From 904109ed0d97c9b656a5e8bf612925f739bb8166 Mon Sep 17 00:00:00 2001
From: Jeff Bolz <jbolz@nvidia.com>
Date: Tue, 26 Nov 2024 09:45:05 -0600
Subject: [PATCH] vulkan: fix group_norm (#10496)

Fix bad calculation of the end of the range. Add a backend test that
covers the bad case (taken from stable diffusion).

Fixes https://github.com/leejet/stable-diffusion.cpp/issues/439.
---
 ggml/src/ggml-vulkan/ggml-vulkan.cpp                | 2 +-
 ggml/src/ggml-vulkan/vulkan-shaders/group_norm.comp | 2 +-
 tests/test-backend-ops.cpp                          | 3 ++-
 3 files changed, 4 insertions(+), 3 deletions(-)

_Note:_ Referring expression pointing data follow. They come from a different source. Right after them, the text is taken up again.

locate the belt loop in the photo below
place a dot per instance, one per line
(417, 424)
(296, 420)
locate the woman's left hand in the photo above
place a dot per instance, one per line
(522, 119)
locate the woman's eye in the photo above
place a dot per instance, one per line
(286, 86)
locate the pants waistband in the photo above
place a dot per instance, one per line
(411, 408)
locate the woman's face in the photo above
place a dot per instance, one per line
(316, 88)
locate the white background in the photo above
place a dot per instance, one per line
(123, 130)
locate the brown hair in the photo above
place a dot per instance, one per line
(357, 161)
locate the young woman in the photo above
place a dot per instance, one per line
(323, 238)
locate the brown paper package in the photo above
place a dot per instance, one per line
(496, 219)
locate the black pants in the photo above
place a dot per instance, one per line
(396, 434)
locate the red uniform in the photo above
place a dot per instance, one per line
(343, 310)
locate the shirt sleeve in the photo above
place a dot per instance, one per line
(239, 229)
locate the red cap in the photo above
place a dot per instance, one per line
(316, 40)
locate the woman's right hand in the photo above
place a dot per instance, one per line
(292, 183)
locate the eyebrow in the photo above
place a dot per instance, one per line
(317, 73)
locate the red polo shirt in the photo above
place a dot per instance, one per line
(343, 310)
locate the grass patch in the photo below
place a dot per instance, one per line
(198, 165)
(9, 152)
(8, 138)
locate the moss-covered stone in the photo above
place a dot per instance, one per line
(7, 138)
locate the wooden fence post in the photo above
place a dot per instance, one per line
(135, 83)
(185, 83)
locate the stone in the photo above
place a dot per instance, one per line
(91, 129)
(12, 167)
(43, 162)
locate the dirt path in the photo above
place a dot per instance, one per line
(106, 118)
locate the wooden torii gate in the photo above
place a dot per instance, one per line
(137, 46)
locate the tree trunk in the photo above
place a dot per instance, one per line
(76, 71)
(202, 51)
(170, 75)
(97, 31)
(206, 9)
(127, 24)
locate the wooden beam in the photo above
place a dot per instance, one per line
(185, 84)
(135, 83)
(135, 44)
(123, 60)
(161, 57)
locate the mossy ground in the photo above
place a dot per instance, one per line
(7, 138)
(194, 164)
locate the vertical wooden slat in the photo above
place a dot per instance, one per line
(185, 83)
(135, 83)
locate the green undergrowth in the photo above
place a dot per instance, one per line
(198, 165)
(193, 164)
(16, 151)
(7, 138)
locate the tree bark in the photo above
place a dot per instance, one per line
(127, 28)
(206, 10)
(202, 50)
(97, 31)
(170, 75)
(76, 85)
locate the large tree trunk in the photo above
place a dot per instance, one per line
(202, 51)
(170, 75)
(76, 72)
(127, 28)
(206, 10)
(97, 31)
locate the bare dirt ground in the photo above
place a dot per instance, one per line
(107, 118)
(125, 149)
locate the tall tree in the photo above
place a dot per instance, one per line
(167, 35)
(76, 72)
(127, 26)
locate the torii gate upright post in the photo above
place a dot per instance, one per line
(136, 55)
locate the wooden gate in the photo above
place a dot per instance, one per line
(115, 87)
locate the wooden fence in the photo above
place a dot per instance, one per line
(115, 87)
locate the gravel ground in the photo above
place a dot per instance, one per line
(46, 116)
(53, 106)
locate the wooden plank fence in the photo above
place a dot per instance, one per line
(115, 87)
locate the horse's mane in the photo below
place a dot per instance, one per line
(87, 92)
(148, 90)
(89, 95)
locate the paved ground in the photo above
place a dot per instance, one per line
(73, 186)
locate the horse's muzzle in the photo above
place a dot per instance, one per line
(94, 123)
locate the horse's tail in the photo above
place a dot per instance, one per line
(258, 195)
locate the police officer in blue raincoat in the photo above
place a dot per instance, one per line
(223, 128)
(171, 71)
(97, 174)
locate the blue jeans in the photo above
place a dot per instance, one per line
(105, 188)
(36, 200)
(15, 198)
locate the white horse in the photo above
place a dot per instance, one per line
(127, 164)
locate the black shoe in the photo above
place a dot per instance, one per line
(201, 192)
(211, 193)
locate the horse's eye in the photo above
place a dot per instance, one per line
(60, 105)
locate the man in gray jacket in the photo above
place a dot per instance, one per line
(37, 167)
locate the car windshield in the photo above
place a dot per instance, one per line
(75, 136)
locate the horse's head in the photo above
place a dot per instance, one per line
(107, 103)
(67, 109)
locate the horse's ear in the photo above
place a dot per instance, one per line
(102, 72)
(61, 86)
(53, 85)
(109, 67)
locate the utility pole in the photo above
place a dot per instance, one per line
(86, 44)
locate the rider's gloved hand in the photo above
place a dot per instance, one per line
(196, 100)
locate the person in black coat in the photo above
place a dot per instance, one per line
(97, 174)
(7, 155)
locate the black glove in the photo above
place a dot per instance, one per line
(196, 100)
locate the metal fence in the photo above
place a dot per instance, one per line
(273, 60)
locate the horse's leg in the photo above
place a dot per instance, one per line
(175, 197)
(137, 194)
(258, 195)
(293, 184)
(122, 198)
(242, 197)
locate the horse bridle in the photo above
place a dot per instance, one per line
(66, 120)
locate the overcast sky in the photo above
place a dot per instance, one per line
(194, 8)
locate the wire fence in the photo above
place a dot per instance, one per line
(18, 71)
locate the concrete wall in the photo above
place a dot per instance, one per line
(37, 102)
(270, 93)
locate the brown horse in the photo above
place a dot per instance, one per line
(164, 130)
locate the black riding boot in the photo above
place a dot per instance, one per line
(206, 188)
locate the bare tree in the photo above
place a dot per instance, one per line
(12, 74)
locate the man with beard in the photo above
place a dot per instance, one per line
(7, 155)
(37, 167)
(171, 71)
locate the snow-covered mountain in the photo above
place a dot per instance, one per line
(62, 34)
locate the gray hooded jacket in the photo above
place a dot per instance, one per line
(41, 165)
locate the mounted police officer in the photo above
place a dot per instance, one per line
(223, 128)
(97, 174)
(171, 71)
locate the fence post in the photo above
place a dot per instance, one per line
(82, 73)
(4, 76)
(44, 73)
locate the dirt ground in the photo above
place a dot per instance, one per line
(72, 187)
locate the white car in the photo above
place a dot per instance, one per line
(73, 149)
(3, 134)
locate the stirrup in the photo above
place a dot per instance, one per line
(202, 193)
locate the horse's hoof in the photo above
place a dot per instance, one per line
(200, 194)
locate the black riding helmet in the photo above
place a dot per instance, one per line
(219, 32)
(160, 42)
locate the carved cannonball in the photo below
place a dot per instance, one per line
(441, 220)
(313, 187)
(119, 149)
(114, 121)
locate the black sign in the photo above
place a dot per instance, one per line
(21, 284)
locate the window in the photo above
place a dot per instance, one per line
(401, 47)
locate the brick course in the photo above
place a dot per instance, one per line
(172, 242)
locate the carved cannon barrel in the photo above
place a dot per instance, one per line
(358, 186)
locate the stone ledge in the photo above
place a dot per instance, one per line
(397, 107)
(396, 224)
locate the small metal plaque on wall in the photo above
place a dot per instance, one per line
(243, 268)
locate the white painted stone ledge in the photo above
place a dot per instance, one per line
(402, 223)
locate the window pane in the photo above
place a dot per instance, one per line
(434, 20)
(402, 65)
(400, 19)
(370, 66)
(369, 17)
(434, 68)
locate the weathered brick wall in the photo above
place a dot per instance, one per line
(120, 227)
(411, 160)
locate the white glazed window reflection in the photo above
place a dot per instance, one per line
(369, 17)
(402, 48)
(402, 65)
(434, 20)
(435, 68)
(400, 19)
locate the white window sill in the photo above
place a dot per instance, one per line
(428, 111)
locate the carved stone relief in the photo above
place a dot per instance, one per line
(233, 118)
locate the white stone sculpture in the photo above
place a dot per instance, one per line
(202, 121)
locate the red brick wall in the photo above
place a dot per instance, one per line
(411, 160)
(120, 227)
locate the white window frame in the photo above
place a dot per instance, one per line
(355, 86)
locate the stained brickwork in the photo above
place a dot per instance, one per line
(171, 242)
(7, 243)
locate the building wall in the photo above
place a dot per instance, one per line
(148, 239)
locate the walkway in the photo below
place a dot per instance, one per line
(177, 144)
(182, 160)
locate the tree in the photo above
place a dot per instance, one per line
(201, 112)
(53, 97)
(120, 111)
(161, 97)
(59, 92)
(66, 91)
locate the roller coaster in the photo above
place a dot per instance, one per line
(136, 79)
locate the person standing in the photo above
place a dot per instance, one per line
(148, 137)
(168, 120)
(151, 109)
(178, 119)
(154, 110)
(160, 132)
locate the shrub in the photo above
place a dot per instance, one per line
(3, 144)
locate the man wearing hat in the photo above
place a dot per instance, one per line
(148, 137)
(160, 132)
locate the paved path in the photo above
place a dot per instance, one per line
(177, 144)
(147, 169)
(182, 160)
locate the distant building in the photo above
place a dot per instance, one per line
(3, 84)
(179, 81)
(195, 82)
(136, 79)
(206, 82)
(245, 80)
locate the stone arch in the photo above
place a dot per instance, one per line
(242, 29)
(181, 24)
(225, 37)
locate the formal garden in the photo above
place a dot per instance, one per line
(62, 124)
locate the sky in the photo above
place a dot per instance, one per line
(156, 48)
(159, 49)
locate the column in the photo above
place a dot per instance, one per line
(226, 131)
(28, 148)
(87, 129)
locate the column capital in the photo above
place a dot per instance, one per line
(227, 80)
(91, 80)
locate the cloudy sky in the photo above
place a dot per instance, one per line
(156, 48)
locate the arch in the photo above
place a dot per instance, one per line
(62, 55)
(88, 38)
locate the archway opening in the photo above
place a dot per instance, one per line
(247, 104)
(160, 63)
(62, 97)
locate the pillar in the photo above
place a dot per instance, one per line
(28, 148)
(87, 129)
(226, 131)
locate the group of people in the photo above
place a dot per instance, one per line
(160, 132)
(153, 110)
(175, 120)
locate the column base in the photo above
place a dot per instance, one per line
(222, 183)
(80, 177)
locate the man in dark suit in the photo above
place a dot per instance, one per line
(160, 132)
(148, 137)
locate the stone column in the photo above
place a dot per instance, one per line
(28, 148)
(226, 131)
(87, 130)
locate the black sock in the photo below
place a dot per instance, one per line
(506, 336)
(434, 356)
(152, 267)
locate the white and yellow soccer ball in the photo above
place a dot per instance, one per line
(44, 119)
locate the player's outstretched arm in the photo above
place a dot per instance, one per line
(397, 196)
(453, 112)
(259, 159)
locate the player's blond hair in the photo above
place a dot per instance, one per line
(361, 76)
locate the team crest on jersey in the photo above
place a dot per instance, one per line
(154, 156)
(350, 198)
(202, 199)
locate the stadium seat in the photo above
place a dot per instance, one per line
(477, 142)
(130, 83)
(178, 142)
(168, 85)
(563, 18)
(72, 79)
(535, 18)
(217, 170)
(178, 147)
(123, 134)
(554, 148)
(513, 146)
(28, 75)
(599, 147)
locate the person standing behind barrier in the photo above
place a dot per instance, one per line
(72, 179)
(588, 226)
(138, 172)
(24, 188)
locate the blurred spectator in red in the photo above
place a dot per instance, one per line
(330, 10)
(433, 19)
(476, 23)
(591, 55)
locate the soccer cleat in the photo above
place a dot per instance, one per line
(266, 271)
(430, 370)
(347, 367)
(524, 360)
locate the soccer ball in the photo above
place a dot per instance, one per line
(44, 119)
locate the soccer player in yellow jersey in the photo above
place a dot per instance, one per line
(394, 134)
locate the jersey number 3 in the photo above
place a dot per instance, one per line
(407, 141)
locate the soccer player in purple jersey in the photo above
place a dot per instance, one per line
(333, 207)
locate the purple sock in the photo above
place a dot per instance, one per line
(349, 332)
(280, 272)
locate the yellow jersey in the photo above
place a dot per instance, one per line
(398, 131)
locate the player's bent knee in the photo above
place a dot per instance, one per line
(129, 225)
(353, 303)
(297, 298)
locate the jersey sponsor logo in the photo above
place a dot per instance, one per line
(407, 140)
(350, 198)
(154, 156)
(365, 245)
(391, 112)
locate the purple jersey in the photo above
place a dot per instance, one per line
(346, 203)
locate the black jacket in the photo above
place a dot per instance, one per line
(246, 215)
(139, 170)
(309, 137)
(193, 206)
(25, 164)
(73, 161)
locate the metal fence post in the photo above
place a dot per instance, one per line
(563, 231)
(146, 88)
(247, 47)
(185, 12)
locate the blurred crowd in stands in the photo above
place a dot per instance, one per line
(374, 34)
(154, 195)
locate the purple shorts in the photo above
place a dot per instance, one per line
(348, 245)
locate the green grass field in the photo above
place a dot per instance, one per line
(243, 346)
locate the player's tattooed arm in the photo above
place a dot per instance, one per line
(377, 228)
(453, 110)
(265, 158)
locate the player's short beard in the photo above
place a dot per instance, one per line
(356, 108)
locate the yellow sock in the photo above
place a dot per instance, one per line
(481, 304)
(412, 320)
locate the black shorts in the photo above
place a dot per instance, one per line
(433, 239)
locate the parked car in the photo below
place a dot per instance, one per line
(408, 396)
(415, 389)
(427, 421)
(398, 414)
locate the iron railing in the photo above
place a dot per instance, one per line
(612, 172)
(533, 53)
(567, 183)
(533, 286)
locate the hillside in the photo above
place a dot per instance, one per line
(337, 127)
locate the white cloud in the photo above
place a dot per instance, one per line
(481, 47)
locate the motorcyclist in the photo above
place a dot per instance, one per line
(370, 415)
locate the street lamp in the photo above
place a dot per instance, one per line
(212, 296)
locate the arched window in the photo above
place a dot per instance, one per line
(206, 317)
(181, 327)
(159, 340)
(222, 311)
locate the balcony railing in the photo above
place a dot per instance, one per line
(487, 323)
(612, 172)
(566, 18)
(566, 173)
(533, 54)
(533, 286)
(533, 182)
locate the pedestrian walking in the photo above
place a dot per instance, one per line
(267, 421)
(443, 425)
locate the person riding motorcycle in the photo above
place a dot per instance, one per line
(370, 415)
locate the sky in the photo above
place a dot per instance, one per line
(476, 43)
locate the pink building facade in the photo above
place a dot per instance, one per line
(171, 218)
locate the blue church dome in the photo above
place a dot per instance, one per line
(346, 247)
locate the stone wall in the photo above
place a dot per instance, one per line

diff --git a/ggml/src/ggml-vulkan/ggml-vulkan.cpp b/ggml/src/ggml-vulkan/ggml-vulkan.cpp
index 49527fdf4..da1cfd24e 100644
--- a/ggml/src/ggml-vulkan/ggml-vulkan.cpp
+++ b/ggml/src/ggml-vulkan/ggml-vulkan.cpp
@@ -7157,7 +7157,7 @@ static void ggml_vk_check_results_0(ggml_tensor * tensor) {
         const int32_t max_period = tensor->op_params[1];
         tensor_clone = ggml_timestep_embedding(ggml_ctx, src0_clone, dim, max_period);
     } else if (tensor->op == GGML_OP_POOL_2D) {
-        enum ggml_op_pool op = static_cast<ggml_op_pool>(dst->op_params[0]);
+        enum ggml_op_pool op = static_cast<ggml_op_pool>(tensor->op_params[0]);
         const int32_t k0 = tensor->op_params[1];
         const int32_t k1 = tensor->op_params[2];
         const int32_t s0 = tensor->op_params[3];
diff --git a/ggml/src/ggml-vulkan/vulkan-shaders/group_norm.comp b/ggml/src/ggml-vulkan/vulkan-shaders/group_norm.comp
index 5ad9b28da..b6a0d5645 100644
--- a/ggml/src/ggml-vulkan/vulkan-shaders/group_norm.comp
+++ b/ggml/src/ggml-vulkan/vulkan-shaders/group_norm.comp
@@ -19,7 +19,7 @@ void main() {
 
     const uint tid = gl_LocalInvocationID.x;
     const uint start = gl_WorkGroupID.x * group_size + tid;
-    const uint end = start + group_size;
+    const uint end = (gl_WorkGroupID.x + 1) * group_size;
 
     tmp[tid] = 0.0f;
 
diff --git a/tests/test-backend-ops.cpp b/tests/test-backend-ops.cpp
index 6376b0e4c..da66ed856 100644
--- a/tests/test-backend-ops.cpp
+++ b/tests/test-backend-ops.cpp
@@ -3796,7 +3796,8 @@ static std::vector<std::unique_ptr<test_case>> make_test_cases_eval() {
     test_cases.emplace_back(new test_upscale());
     test_cases.emplace_back(new test_upscale(GGML_TYPE_F32, { 512, 512, 3, 1 }, 2, true));
     test_cases.emplace_back(new test_upscale_ext());
-    test_cases.emplace_back(new test_group_norm());
+    test_cases.emplace_back(new test_group_norm(GGML_TYPE_F32, {64, 64, 320, 1}));
+    test_cases.emplace_back(new test_group_norm(GGML_TYPE_F32, {9, 9, 1280, 1}));
     test_cases.emplace_back(new test_acc());
     test_cases.emplace_back(new test_pad());
     test_cases.emplace_back(new test_arange());